Other enabling tools such as Molecular Modeling and Simulation software provide an excellent platform for visualizing, in silico docking and understanding protein structure and function. This IT platform allows researchers to perform industry standard molecular simulations to facilitate their research.

Industry standard programs for the analysis of pharmacokinetics, pharmacodynamics, and clinical trial data are also available, providing with access the tools necessary to understand how potential new therapeutics behave in an in-vivo setting.

Concluding Remarks

Despite the tremendous challenges the pharmaceutical industry are facing they are continuing with their commitment to innovation and the discovery of innovative drugs to address unmet medical needs for treatment of various diseases. Indeed medicinal chemists are facing a challenge of their own. Trying to survive in a changing environment where Pharma are focusing on biologics drug candidates, this will require chemists to adapt to a new environment and develop approaches to join in these efforts of linking biologics to small molecules through identifying innovative linker technologies for antibody drug conjugates (ADC) and developing bioavailable peptides therapeutics for many diseases.

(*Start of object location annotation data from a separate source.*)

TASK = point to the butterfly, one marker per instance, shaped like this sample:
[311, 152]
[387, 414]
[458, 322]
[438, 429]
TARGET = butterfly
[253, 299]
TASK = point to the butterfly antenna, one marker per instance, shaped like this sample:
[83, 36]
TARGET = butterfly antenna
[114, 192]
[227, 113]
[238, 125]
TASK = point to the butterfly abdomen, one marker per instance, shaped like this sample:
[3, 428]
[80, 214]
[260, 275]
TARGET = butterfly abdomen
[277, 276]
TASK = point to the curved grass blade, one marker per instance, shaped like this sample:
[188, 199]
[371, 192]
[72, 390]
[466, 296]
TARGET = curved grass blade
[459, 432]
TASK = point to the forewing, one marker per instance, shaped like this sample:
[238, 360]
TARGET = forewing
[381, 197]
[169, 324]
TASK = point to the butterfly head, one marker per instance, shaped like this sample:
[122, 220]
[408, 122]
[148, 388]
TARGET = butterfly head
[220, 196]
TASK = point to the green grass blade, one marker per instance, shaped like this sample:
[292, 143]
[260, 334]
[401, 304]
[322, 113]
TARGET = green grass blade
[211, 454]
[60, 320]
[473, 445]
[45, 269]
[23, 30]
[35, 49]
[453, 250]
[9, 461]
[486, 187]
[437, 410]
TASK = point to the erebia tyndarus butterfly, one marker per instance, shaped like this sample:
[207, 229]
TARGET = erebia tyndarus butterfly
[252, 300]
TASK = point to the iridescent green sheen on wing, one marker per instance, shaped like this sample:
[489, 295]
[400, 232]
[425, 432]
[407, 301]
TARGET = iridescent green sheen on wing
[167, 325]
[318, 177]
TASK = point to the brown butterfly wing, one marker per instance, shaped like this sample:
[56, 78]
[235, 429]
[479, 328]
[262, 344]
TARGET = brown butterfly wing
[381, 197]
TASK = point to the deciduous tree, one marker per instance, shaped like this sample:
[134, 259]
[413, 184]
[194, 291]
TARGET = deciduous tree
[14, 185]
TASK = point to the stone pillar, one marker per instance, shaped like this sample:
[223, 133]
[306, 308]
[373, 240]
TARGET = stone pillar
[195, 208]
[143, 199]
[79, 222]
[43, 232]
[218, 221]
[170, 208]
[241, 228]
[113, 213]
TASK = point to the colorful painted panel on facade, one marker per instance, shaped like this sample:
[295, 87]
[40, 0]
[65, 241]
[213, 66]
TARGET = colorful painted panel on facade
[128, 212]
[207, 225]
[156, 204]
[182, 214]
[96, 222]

Pharma will continue partnering with CROs and CMOs to provide quality APIs and drug candidates and improve pharma efficiencies and productivity as well as partnering with academic institutions to have access to innovative early stage drug candidates to address the innovation gap. Many academic drug discovery centers are well-suited for doing the early work around target discovery and target validation and basic research. Pharma-Academia partnerships are expected to continue to grow during the next decade.
 

Moulder Center for Drug Discovery Research:

The Moulder Center, a modern drug discovery facility within Temple University’s School of Pharmacy, was commissioned with this very goal in mind. As a multidisciplinary research hub and integrated drug discovery facility embedded within Temple University, the Moulder Center has access to the latest in cutting-edge enabling technologies. The Center’s team members, many of which are former Pharma scientists, strive to further the development of scientific discoveries, enabling important research to move beyond the lab and into the broader research community. New biological targets can be rapidly screened for small-molecule modulators, using state-of-the-art screening technology and computational chemistry. The medicinal chemistry laboratories are designed to handle mg-to-kg-scale small-molecule synthesis, taking advantage of parallel synthesis platforms to enhance productivity. In-vitro physicochemical and ADME screening as well as dedicated in-vivo pharmacokinetic resources enhance the chances for success by insuring that biologically interesting molecules also possess good drug-like properties.

The mission and objectives of the Moulder Center are:

• Discover new drug candidates using modern drug discovery approaches employing cutting edge science in all phases of drug discovery.
• Facilitating collaborative research within Temple University and across other universities, research institutions, pharmaceutical companies and external collaborators in the US and abroad.
• Bridging the gap between pre-clinical and clinical research in support of translational medicine (biomarkers, imaging ligands, etc.)
• Training students, postdoctoral fellows, faculty, visiting scholars and future researchers by providing them with a good understanding of modern drug and hands-on training on various aspects of drug discovery.

The Center has secured funding through a series of collaborations, grants, and contract research and collaborative programs with premier institutions, as well as regional and international corporate partners and generous gifts from distinguished alumni. Current research activities include projects in addiction and withdrawal, Alzheimer’s disease, cardiovascular disease, cancer therapeutics, and anti-viral agents.